Нерадостная перспектива комплекса знаний о неотвратимо назревающих манипуляциях Садюги убивала Шницеля, разделывала на части и скармливала критикам – приверженцам спорной теории «Вселенской мастерской гарантийного лимона оголившихся чувств». Что делать, думал Даник, ведь он так любит Муру, да и она ответила ему взаимностью, когда попробовала Шницеля в первый раз, хотя до этого у неё был Гастон, а перед ним в её послужном списке значилось 30 бурных лет внебрачных связей.
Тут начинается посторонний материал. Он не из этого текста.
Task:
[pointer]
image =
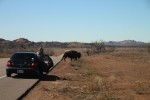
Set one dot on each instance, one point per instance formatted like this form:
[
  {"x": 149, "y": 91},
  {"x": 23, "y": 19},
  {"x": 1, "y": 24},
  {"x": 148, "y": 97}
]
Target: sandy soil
[{"x": 97, "y": 77}]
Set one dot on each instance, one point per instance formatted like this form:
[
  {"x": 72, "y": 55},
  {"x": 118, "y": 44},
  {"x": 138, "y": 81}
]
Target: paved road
[{"x": 11, "y": 88}]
Чемпион по дренажированию чужих зелёненьких, Даник не разменивался на допуск мысли о потере незаконно прикарманенных им деньжат. Если один из таллеров терялся в чьих-то внутренних или наружных карманах, он отправлялся на поиск, так как ещё не спал с чистой совестью, просыпаясь с забрызганной простынёй, усвоив, что такое вновь обретённая полусвобода – он давал волю рукам, преодолевая блокатор самого себя на пути к успеху непогрешимости. Шницель готов был на внутреннюю перестройку,
на поломку встречных механизмов сдерживающей морали,
на притупление чувства города без супермаркетов, поэтому стремился приобрести покой и властями сносный кондоминиум за пределами кольцевой дороги среди Недосягаемых правосудием.
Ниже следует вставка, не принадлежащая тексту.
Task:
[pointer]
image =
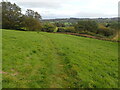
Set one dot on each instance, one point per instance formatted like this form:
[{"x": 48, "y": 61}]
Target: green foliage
[
  {"x": 105, "y": 31},
  {"x": 66, "y": 29},
  {"x": 32, "y": 24},
  {"x": 48, "y": 27},
  {"x": 47, "y": 60},
  {"x": 58, "y": 24},
  {"x": 90, "y": 26},
  {"x": 11, "y": 15}
]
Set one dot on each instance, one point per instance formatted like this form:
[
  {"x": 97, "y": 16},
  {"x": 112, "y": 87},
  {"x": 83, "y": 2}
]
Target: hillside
[{"x": 48, "y": 60}]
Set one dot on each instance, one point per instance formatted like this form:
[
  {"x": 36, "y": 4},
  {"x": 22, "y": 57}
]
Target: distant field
[{"x": 47, "y": 60}]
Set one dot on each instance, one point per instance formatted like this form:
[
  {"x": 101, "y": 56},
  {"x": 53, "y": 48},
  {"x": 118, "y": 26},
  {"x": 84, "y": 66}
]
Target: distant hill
[{"x": 74, "y": 20}]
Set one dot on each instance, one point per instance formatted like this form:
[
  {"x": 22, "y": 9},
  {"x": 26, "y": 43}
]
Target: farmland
[{"x": 48, "y": 60}]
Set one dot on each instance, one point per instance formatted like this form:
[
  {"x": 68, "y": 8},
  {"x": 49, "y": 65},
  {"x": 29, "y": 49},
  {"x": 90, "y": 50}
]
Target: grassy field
[{"x": 47, "y": 60}]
Мерилом добра и зла для Даника являлся никем не отменённый атрибут сексуальной власти, спрятанный за змеистой ширинкой. То, что Фрумочка носила юбку, не делало её автоматически в его глазах 100 процентной женщиной. В сущности, в его отношении к ней одежда ничего не меняла. Шотландцы тоже в юбках и уж точно (по средневековым и последним данным) шастают напропалую по Эдинбургу, сняв с себя всякую трусыливую ответственность, оптимистически рассуждал  Даник в собственное оправдание.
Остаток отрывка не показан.